Thursday, October 13, 2005

Burqa Ban

The Netherlands is about to ban the burqa, thanks to the no-nonsense approach of their integration minister, Rita Verdonk:

Mrs Verdonk gave warning that the “time of cosy tea-drinking” with Muslim groups had passed and that natives and immigrants should have the courage to be critical of each other. She recently cancelled a meeting with Muslim leaders who refused to shake her hand because she was a woman.

The proposals are likely to win the support of Parliament because of the expected backing by right-wing parties. But they have caused outrage among Muslim and human rights groups, who say that the Government is pandering to the far Right.

Mrs Verdonk admitted that a complete ban on the garment would be legally tricky because of freedom of religion legislation. However, she said that she would prohibit the garments “in specific situations” on grounds of public safety. The ban is likely to be enforced in shops, public buildings, cinemas, train and bus stations and airports, as well as on trains and buses.
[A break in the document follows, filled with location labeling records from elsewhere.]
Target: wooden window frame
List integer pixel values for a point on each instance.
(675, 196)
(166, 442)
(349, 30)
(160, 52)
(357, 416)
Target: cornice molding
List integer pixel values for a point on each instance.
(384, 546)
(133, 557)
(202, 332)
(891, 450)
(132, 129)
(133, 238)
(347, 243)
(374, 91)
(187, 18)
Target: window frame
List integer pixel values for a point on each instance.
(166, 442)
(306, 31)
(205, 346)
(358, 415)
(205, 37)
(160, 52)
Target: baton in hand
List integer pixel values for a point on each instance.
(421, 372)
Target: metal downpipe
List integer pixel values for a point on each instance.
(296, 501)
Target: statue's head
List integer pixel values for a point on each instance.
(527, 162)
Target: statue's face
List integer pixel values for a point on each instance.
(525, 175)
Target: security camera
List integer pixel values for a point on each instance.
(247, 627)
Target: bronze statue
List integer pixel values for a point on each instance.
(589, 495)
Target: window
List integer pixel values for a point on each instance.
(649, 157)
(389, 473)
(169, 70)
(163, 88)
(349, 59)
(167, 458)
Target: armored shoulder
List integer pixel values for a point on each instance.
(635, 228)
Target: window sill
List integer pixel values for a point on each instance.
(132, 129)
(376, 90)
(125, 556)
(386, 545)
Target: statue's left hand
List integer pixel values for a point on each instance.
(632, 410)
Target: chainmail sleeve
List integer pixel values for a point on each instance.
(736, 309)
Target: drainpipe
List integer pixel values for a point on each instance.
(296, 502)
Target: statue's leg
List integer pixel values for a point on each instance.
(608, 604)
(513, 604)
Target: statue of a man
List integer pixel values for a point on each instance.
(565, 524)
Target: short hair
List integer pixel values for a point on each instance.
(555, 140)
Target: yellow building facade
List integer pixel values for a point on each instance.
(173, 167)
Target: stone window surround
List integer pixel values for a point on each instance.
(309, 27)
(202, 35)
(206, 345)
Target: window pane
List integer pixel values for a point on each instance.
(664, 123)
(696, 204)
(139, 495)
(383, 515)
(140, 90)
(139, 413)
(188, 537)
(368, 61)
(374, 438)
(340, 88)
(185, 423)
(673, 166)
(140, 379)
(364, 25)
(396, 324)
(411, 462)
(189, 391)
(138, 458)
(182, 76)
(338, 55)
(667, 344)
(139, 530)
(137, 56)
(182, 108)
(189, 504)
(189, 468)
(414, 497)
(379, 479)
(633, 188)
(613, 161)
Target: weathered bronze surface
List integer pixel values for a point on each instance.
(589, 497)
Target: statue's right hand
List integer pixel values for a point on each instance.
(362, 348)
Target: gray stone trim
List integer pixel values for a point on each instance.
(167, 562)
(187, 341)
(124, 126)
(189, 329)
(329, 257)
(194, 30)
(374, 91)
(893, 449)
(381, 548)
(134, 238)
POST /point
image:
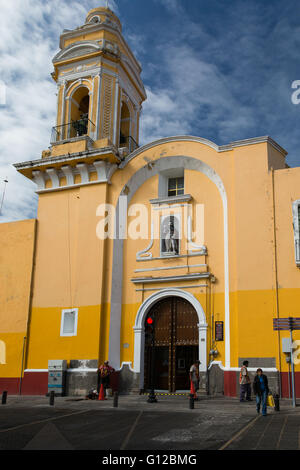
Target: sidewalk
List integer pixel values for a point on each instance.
(75, 423)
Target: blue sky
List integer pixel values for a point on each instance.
(219, 69)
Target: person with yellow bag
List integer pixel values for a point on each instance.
(261, 390)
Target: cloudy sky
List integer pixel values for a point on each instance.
(219, 69)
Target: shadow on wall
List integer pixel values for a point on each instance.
(2, 353)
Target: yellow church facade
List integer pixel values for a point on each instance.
(200, 238)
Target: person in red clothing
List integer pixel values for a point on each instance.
(104, 372)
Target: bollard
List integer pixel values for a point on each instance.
(4, 397)
(52, 395)
(116, 398)
(276, 401)
(191, 401)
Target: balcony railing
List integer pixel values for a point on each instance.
(297, 252)
(129, 143)
(81, 127)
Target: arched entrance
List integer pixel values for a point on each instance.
(171, 344)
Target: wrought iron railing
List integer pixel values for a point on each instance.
(128, 142)
(81, 127)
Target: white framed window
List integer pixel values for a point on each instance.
(171, 183)
(69, 320)
(175, 186)
(296, 224)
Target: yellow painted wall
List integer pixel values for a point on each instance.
(17, 241)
The hijab, chador, abaya and burqa are not simple religious symbols, nor are they worn to express the desirable and all too rare virtue of feminine modesty.

They have been political symbols, as much as the Communist red flag and the Nazi swastika, for a totalitarian political ideology that offers its opponents the choice of submission or death, and regards women as chattel.

Mrs. Verdonk is wise to use public safety as the grounds on which to base the ban. It's still too risky for politicians to come out and say that Islam itself is a political menace; the human rights crowd would rise up in the streets five minutes after the announcement of legislation aimed directly at the spread of Islam.

But no one could possibly object to a public safety ban on the burqa. No one wants to see a woman get killed in traffic because she couldn't see properly out of one, or get entangled in a revolving door.

The public safety approach silences human rights objections in advance.

And it still puts the Muslim fanatics on notice that they can't use their women as walking political billboards.

Sometimes a head scarf is not just a head scarf.